С тревогой в сердце встретили 25 сентября (по новому стилю 8 октября) праздник преподобного Сергия лаврские сидельцы. Отслужив молебен, все принесли перед мощами Сергия Радонежского присягу сражаться изо всех сил и без измены и целовали крест. Воеводы Долгоруков и Голохвастов возглавили оборону, отдали распоряжения, расставили по стенам бойцов, расположили в нужных местах пушки. Всем, чем мог, помогал защитникам архимандрит Иосаф. На другой день Сапега и Лисовский, очухавшись от неожиданной атаки русских, перерезали все дороги к Лавре и начали приготовления к сражению. У поляков еще теплилась надежда, что, наблюдая за их грозными действиями и рассмотрев мощь подошедшего войска, защитники монастыря дрогнут и сдадутся без боя. Сапега отправил в обитель изменника Руготина с грамотой и предлагал покориться воле «царя Дмитрия и царицы Марины».

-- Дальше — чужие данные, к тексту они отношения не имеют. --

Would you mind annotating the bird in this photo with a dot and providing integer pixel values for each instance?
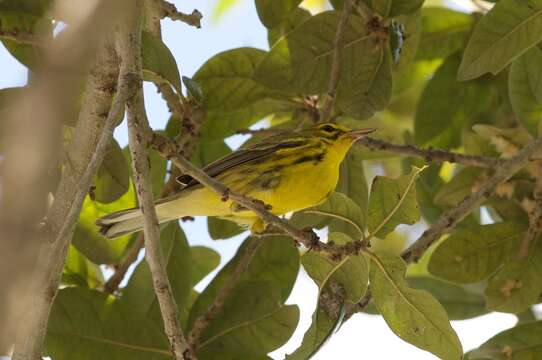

В ответном послании архимандрита Иосафа «гордым начальникам Сапеге и Лисовскому» было сказано, что у нас и десятилетний подросток рассмеется над тем, чтобы сдать вам святую обитель, «…всего мира не хощем богатства, противу своего крестного целования». Паны пришли в ярость, окружили монастырь укреплениями, возвели 7 батарей из 63 орудий и начали обстрел. Но стены выдержали – они тряслись, но не рушились, отверстия от ядер тут же заделывались. Залпы польских пушек, к радости осажденных, не причинили существенного вреда. Лаврские сидельцы расценивали это как милость Божью. Наблюдая как раскаленные, шипящие ядра летят мимо храмов и падают в пруды и ямы, многие воспрянули и укрепились духом.

Во все время обороны архимандрит Иосаф и иноки, не принимавшие участие в обороне по старости и болезни, молились в Трапезном храме. Защитники исповедались и приобщились святых тайн, чтобы, имея чистую совесть, не бояться смерти.

Иначе готовился к сражению неприятель. 13 октября в осадном лагере весь день шумели и пировали, а под вечер навеселе пошли на приступ. Но огонь со стен вмиг остудил пыл атакующих, началась паника, из Лавры выскочили защитники и обратили вражескую толпу в бегство. После этих событий поляки вновь предприняли попытки договориться, к стенам обители подъезжали гонцы с выгодными условиями сдачи. Но чем льстивее они делали предложения, тем менее опасными казались они защитникам. Сидельцы потешались над гонцами и отгоняли их от Лавры.

19 октября несколько ратников, заметив на монастырском капустном огороде группу неприятеля, спустились на веревках со стен и перебили врагов. Затем была еще одна вылазка. Но на этот раз неприятель уже не дремал, завязалась сеча, с той и другой стороны было много убитых и раненых. Несмотря на большие потери, из осажденных никто не попал в плен, а всех раненых и убитых перенесли в монастырь.